L’agitation mentale du praticien – préoccupé par son devoir de reformuler – est perçue par celui ou celle qui est écouté. Cette pratique superficielle de l’écoute (qui toutefois est mieux que rien du tout), ne permet pas l’instauration de la confiance ni de la profondeur dans l’alliance thérapeutique. Elle ne permet pas l’empathie et nous percevons bien ce qui fait défaut.
Le silence n’est pas seulement les intervalles ou les espaces entre les phrases ou les mots. Il est la vacuité à l’intérieur des mots et des phrases. Cette vacuité ou disponibilité donne une dimension supplémentaire à la parole de l’autre, celle du sens, du vécu partagé.

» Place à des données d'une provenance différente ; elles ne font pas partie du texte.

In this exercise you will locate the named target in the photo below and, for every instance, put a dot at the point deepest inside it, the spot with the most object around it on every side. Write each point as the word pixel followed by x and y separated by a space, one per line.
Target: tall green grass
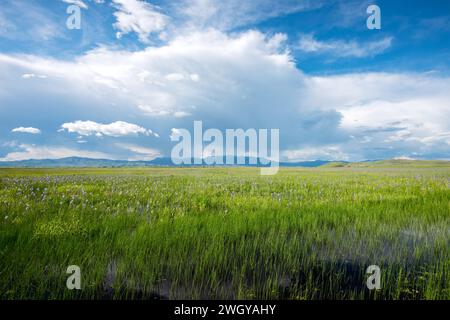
pixel 225 233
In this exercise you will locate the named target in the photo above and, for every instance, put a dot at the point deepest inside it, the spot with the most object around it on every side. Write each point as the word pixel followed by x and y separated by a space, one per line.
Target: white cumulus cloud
pixel 139 17
pixel 50 152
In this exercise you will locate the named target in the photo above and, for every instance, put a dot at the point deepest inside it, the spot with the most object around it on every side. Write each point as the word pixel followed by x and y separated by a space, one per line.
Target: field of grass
pixel 225 233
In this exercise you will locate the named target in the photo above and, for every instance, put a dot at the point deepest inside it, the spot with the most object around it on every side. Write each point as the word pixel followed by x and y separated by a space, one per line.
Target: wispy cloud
pixel 342 48
pixel 26 130
pixel 115 129
pixel 50 152
pixel 141 153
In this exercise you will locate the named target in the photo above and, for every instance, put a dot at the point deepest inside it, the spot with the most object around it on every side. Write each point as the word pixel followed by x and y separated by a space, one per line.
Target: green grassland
pixel 226 233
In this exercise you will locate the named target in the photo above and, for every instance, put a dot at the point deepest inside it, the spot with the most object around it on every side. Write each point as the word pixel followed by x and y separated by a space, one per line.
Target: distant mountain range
pixel 162 162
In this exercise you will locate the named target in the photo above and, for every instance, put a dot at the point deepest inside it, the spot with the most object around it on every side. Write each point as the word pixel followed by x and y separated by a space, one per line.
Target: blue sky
pixel 135 70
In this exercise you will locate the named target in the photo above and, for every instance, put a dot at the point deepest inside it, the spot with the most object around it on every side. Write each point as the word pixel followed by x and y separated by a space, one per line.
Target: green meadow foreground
pixel 225 233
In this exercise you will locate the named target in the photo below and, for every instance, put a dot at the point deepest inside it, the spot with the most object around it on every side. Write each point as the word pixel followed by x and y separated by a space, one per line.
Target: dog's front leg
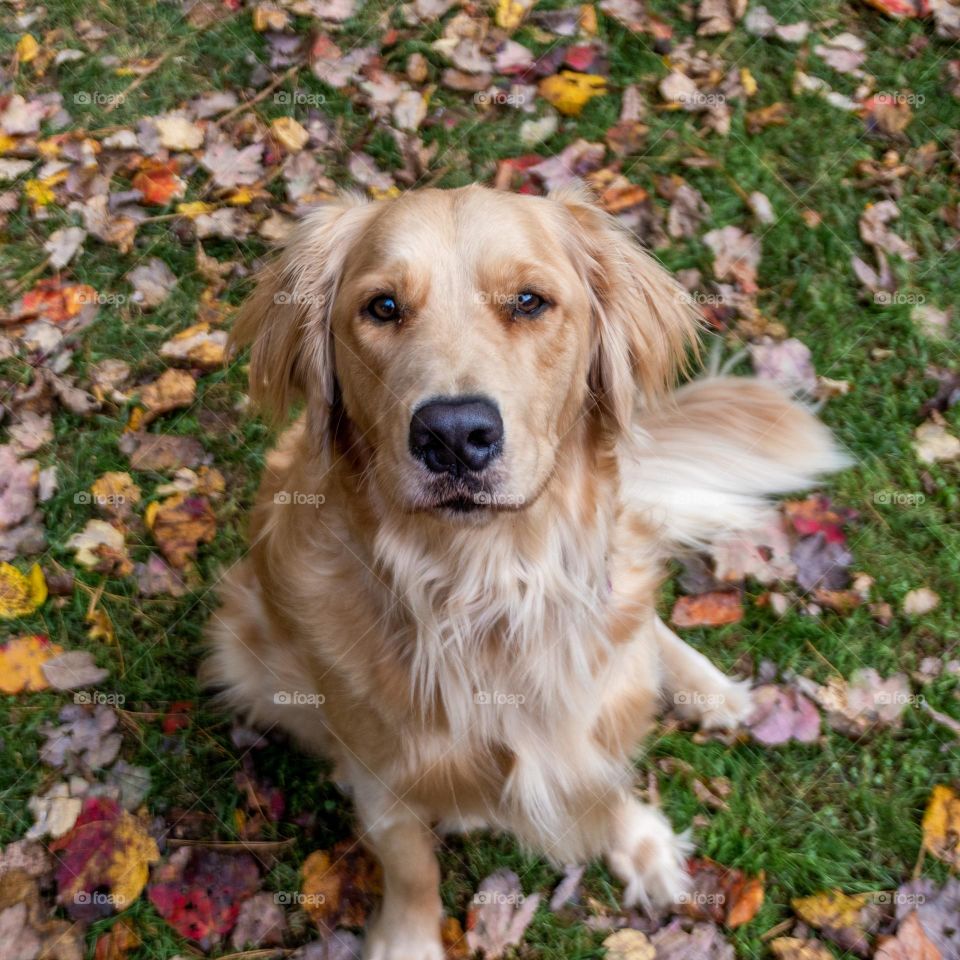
pixel 407 926
pixel 698 690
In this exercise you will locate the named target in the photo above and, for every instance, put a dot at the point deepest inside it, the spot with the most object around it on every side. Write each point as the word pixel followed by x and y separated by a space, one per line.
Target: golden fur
pixel 498 666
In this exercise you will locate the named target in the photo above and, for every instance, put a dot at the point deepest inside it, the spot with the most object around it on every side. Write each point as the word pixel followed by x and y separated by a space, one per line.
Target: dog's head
pixel 462 334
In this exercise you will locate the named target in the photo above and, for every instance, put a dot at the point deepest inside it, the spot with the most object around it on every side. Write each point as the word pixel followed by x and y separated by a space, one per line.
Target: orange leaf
pixel 707 610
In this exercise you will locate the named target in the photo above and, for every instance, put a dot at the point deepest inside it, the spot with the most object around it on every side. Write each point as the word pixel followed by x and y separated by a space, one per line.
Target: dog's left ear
pixel 645 323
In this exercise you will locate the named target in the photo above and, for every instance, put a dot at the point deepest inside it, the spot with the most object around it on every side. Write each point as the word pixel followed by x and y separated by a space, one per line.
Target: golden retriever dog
pixel 456 550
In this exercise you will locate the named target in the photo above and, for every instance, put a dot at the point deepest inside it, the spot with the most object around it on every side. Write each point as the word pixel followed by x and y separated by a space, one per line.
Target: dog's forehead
pixel 434 226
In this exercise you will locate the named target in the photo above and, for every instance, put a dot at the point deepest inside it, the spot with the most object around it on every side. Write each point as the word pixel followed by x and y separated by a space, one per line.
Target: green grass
pixel 842 814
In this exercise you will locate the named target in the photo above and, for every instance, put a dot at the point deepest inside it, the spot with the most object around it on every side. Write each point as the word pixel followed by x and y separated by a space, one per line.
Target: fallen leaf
pixel 910 943
pixel 735 256
pixel 781 714
pixel 821 564
pixel 498 914
pixel 172 390
pixel 339 886
pixel 20 595
pixel 199 892
pixel 63 245
pixel 260 923
pixel 83 740
pixel 71 670
pixel 54 813
pixel 117 942
pixel 629 944
pixel 179 525
pixel 793 948
pixel 921 601
pixel 707 610
pixel 722 894
pixel 934 444
pixel 178 132
pixel 21 663
pixel 941 825
pixel 843 919
pixel 159 182
pixel 152 283
pixel 788 363
pixel 103 861
pixel 198 345
pixel 100 546
pixel 570 91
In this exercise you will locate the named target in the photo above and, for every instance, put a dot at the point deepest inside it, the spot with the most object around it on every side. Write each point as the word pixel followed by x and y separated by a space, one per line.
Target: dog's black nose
pixel 452 436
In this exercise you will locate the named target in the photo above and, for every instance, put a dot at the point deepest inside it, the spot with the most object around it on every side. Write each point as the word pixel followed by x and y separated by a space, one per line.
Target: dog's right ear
pixel 287 319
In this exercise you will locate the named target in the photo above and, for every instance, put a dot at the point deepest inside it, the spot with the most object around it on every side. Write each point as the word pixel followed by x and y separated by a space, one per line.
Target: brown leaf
pixel 707 610
pixel 179 525
pixel 339 886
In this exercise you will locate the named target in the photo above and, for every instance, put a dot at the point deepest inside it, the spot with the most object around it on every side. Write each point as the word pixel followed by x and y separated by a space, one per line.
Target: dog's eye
pixel 384 309
pixel 527 304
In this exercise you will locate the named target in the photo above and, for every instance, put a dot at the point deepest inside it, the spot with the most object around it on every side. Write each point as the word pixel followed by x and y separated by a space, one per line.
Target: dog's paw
pixel 649 859
pixel 402 942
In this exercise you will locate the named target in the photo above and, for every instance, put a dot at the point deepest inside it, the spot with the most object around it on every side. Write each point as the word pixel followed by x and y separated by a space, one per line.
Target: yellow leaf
pixel 195 209
pixel 38 193
pixel 588 19
pixel 832 908
pixel 27 48
pixel 289 133
pixel 510 14
pixel 20 595
pixel 941 825
pixel 21 660
pixel 570 91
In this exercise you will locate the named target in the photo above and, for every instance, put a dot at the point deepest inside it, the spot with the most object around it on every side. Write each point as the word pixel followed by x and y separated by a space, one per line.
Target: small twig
pixel 224 846
pixel 781 927
pixel 156 65
pixel 947 721
pixel 262 95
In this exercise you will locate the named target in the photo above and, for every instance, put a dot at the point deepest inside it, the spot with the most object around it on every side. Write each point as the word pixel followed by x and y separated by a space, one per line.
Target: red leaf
pixel 199 892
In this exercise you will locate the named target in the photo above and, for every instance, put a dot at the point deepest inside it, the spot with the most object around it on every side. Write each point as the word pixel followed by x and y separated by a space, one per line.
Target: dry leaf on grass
pixel 782 714
pixel 103 862
pixel 499 914
pixel 707 610
pixel 843 919
pixel 179 525
pixel 339 886
pixel 199 892
pixel 172 390
pixel 941 825
pixel 72 670
pixel 21 663
pixel 100 546
pixel 197 345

C’est le silence au cœur des mots et de la reformulation qui fait ressentir à celui ou celle qui est écouté, l’intensité de la présence. Dans l’hypnose, c’est le silence qui offre à l’esprit ou l’inconscient (au sens éricksonien) de la personne de procéder aux réorganisations, aux transformations des expériences de vie.

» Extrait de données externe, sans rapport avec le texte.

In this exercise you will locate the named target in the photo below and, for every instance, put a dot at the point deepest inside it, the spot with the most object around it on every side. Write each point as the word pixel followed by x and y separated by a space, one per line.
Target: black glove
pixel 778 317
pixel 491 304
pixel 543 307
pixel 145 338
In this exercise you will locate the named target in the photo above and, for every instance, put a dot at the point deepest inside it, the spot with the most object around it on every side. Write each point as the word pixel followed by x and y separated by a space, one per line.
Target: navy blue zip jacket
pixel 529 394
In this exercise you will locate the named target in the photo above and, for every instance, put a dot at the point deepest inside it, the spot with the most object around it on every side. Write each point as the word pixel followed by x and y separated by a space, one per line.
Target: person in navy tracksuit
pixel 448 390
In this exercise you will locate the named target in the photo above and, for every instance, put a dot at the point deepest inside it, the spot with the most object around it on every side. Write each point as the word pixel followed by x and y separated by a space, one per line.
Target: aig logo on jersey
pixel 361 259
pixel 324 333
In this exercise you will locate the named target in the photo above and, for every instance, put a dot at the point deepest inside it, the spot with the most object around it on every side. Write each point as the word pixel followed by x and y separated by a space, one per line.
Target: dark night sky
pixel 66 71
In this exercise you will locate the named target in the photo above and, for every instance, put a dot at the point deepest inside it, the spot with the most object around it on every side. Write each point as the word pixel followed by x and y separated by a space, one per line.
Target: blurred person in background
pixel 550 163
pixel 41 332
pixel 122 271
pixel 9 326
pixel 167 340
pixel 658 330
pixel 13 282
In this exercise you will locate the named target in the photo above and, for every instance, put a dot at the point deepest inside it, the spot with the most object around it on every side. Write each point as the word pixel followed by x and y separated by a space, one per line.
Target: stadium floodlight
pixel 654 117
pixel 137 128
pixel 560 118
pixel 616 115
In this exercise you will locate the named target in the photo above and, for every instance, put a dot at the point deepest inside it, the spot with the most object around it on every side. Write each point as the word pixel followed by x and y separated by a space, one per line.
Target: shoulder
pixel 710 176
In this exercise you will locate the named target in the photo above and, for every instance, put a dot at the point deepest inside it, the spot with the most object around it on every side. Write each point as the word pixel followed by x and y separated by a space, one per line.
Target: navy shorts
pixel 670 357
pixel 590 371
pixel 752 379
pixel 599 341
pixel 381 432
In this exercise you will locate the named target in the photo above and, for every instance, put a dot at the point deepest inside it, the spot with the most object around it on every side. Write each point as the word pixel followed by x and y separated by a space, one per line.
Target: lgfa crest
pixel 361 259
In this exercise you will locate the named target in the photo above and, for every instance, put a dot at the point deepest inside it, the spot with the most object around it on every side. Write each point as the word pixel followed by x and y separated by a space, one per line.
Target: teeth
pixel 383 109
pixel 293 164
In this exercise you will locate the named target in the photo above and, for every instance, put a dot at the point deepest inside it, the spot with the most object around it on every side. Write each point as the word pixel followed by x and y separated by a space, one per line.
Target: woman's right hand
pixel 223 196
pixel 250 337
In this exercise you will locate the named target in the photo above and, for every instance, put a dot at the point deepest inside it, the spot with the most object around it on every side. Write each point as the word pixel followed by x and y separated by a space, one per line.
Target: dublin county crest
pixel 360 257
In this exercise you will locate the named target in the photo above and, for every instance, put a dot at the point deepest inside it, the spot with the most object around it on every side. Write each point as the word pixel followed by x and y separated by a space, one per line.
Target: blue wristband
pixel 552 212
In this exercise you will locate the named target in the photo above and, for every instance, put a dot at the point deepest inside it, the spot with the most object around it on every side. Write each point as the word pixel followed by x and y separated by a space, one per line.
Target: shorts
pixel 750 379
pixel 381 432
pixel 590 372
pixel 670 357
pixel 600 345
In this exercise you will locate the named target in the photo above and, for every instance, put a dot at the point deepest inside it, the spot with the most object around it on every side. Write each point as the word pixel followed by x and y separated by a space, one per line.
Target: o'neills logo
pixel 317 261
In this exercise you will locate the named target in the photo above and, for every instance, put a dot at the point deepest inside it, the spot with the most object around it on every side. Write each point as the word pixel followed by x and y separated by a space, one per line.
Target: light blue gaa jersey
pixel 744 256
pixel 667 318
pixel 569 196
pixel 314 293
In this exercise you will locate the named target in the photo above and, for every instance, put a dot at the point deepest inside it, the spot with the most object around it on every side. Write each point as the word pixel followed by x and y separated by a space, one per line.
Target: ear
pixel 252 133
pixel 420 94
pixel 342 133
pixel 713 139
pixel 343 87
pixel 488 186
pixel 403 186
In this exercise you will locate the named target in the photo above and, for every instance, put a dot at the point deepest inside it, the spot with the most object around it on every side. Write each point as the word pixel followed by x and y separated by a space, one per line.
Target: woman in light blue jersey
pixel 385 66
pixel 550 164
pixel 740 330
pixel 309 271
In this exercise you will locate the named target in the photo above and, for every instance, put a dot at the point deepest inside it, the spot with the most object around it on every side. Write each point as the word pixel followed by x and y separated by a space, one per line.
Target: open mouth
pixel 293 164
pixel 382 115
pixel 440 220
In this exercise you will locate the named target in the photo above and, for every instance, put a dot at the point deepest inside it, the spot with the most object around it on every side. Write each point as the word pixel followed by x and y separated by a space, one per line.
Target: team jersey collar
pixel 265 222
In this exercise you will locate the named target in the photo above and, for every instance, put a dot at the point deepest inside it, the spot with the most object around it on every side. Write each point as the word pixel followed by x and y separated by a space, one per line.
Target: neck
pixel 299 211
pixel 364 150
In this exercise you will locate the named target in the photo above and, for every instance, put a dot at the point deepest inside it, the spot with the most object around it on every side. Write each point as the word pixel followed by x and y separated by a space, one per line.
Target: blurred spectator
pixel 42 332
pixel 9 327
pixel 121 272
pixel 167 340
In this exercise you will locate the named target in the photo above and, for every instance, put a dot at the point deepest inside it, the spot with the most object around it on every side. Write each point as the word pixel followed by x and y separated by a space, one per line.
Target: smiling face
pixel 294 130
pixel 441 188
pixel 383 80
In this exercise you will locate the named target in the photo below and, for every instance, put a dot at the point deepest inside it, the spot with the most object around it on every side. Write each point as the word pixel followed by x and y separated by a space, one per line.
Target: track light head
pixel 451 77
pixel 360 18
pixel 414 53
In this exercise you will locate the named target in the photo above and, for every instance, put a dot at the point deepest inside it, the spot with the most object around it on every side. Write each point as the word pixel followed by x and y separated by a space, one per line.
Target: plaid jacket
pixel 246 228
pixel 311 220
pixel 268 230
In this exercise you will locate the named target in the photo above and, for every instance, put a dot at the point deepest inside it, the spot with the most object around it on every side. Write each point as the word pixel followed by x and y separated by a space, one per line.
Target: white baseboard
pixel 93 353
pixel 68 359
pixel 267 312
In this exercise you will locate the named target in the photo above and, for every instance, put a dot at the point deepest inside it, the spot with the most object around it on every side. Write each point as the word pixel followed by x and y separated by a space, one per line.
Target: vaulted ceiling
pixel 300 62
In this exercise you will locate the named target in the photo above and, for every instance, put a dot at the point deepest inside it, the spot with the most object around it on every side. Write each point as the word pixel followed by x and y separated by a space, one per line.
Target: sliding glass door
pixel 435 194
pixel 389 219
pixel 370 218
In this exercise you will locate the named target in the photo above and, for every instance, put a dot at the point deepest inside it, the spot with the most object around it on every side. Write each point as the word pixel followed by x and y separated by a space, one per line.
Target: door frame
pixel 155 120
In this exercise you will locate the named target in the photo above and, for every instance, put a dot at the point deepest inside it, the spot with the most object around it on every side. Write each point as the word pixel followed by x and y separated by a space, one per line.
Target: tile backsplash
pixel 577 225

Le silence vécu est pleine disponibilité à la relation
Cette vacuité est vécue curieusement aussi comme une plénitude. L’intimité avec le silence : un entraînement à la méditation.
C’est l’entraînement à la méditation qui nous permet une intimité avec le silence intérieur.

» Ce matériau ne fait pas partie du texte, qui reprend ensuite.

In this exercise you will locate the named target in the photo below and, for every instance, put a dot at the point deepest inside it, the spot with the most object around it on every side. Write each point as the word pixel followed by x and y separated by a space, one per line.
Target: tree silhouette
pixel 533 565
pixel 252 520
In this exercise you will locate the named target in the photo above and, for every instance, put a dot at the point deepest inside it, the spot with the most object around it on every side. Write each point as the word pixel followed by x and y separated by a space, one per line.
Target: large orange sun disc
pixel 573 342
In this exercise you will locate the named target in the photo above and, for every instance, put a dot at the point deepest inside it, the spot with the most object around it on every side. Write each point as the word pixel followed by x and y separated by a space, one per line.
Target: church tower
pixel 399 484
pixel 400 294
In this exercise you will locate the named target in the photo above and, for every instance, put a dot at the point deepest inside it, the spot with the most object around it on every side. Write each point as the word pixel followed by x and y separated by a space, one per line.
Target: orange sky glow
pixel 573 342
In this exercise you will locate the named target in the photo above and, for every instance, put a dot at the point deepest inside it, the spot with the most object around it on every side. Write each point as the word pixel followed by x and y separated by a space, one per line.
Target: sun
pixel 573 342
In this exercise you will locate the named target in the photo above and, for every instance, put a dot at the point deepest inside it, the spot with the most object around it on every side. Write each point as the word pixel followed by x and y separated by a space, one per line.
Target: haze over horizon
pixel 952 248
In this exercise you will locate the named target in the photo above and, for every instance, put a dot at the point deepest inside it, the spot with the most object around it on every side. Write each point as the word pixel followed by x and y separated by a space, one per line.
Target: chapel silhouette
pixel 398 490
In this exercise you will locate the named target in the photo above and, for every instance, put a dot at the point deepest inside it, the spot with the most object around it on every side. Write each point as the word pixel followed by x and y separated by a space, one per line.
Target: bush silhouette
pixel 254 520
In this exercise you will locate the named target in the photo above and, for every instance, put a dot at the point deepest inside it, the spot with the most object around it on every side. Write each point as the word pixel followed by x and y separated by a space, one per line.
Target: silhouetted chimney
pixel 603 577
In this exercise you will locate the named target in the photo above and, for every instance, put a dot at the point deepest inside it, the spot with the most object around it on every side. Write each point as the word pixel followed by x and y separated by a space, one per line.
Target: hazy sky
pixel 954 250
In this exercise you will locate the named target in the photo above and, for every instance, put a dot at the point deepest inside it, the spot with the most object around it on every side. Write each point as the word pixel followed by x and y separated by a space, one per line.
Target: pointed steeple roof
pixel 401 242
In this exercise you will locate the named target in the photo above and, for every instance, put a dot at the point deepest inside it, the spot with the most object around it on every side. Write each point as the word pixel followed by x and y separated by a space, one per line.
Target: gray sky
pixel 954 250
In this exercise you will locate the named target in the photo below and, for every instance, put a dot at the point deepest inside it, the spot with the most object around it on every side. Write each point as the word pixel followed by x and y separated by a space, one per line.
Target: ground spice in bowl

Voici un exercice de Pleine Conscience :
- Être conscient des pensées qui nous traversent ;
- Prendre conscience de l’attachement émotionnel à des situations pour lesquelles nous croyons que nous devons penser quelque chose ;
- Suspendre ces trains de pensée en donnant de la place au souffle, aux sensations corporelles ;
- Laisser se présenter ces situations dans le souffle, dans une qualité de silence.
Et pourquoi pas pratiquer cet exercice, ici et maintenant pendant la lecture ? Lire ces lignes tout en étant présent au souffle, au corps. C’est possible ?
La relation à ce qui est écrit, aux associations que les phrases génèrent, à nos pensées deviennent différentes.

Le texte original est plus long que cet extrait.